Here’s what the sports science team at IMeasureU is reading this week:
- A joint kinetic analysis of rugby place kicking technique to understand why kickers achieve different performance outcomes
The first article this week comes from Alexandra Atack and colleagues in the Journal of Biomechanics. It is this article that Jaime Valadao and Dan Savin from the IMeasureU team reviewed in the video above. The authors aimed to identify differences in kicking leg and torso mechanics between groups of rugby place kickers who achieve different performance outcomes, and to understand why these features are associated with varying levels of success. This study identified important differences in kicking leg and torso mechanics between successful (long) kickers and less successful (either wide-left or short) kickers throughout the downswing of a rugby place kick.
- Individual Sprint Force-Velocity Profile Adaptations to In-Season Assisted and Resisted Velocity-Based Training in Professional Rugby
The second article in this week’s list comes from Johan Lahti and colleagues in the Sports (Basel) Journal. The authors tested the hypothesis that the degree of adaptation to highly focused sprint training at opposite ends of the sprint Force-Velocity (FV) spectrum would be associated with initial sprint FV profile in rugby athletes. This study showed that initial FV properties influence the degree of mechanical response when training at different ends of the FV spectrum. Practitioners should consider utilizing the sprint FV profile to improve the individual effectiveness of resisted and assisted sprint training programs in high-level rugby athletes.

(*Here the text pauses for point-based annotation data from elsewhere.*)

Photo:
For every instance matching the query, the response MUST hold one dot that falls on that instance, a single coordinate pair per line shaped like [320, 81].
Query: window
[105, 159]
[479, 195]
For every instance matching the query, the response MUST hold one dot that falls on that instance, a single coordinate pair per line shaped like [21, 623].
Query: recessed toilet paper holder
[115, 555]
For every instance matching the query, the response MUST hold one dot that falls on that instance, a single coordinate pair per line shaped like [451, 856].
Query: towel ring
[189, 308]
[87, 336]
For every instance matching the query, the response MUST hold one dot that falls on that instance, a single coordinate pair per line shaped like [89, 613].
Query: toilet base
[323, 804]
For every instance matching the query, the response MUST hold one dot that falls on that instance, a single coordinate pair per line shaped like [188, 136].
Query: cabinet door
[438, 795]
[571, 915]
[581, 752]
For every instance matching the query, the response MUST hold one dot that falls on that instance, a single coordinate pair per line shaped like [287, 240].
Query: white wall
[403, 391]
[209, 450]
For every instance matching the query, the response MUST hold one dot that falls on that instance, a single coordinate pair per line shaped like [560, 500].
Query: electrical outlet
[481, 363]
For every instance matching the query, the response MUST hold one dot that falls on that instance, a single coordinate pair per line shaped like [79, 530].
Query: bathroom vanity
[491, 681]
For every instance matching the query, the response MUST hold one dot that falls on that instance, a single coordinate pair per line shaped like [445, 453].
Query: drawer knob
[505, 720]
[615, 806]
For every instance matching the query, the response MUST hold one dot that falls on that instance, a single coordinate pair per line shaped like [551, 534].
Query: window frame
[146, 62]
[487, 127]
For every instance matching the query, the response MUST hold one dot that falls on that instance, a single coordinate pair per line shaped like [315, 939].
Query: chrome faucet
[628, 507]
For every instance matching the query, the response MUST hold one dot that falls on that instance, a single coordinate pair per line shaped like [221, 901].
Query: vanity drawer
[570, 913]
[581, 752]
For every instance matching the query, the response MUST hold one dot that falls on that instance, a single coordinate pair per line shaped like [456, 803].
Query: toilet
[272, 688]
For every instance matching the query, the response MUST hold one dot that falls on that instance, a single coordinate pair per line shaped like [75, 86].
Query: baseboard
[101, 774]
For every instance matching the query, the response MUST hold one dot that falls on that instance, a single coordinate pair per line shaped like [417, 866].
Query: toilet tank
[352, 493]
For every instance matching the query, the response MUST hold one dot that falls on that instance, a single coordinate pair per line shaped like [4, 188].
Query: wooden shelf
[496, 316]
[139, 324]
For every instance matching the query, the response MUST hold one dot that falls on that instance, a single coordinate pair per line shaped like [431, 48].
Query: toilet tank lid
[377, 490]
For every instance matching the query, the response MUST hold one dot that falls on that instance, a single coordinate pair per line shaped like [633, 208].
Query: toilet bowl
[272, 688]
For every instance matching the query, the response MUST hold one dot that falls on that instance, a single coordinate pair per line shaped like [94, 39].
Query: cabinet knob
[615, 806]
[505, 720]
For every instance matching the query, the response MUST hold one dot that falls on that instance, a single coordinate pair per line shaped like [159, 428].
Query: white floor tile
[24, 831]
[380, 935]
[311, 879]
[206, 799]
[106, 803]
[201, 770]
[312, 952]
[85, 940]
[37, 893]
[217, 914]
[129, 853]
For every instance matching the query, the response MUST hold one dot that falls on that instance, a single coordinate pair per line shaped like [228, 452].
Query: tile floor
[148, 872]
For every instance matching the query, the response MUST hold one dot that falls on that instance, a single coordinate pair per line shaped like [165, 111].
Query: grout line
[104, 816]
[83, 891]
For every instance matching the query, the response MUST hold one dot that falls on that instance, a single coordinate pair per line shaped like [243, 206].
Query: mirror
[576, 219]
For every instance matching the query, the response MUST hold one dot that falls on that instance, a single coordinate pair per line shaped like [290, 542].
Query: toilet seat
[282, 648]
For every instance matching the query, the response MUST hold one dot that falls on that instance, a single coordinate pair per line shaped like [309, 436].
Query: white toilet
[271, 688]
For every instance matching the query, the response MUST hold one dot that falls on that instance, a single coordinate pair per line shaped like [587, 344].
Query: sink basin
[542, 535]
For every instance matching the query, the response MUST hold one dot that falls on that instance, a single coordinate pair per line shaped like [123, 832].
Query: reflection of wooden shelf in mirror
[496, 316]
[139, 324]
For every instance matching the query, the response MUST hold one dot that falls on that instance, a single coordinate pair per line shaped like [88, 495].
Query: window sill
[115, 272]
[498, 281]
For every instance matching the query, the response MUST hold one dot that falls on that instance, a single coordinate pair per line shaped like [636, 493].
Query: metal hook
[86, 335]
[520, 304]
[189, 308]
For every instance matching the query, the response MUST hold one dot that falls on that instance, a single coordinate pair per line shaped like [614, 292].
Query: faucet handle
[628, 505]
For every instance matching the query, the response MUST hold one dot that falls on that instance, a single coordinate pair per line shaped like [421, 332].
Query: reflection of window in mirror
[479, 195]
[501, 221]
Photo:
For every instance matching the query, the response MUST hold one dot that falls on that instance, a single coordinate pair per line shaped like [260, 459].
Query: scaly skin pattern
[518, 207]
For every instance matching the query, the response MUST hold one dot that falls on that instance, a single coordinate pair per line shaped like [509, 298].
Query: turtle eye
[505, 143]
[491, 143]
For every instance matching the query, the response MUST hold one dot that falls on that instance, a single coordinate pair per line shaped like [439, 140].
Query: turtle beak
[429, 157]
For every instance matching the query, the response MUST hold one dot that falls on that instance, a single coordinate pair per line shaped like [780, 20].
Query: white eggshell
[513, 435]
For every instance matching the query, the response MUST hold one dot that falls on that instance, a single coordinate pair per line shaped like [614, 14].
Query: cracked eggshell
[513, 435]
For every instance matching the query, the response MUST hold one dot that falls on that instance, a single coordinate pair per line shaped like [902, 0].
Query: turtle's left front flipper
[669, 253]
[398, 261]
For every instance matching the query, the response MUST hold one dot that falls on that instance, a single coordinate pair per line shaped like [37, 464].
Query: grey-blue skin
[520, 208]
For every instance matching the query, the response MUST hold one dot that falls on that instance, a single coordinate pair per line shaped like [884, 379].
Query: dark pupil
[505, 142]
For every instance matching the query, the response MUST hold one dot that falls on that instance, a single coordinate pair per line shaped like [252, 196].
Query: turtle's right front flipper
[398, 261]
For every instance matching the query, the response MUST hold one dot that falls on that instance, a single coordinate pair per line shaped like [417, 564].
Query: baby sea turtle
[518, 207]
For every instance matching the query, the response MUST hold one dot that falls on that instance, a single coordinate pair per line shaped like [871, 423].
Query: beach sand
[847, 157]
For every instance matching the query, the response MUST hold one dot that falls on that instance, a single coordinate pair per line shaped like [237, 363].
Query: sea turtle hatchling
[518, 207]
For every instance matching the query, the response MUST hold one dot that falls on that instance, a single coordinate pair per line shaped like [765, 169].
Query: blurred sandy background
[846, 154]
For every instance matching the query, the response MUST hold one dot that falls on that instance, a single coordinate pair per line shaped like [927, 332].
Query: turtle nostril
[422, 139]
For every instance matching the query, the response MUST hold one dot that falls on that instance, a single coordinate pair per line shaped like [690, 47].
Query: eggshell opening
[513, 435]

- Motion Sensors-Based Machine Learning Approach for the Identification of Anterior Cruciate Ligament Gait Patterns in On-the-Field Activities in Rugby Players
The final article comes from Salvatore Tedesco and colleagues in the Sports (Basel) Journal. This study aimed to investigate the ability of a set of inertial sensors worn on the lower-limbs by rugby players involved in a change-of-direction (COD) activity to differentiate between healthy and post-ACL groups via the use of machine learning. The results of this study demonstrate the feasibility of using body-worn motion sensors and machine learning approaches for the identification of post-ACL gait patterns in athletes performing sport tasks on-the-field even a number of years after the injury occurred.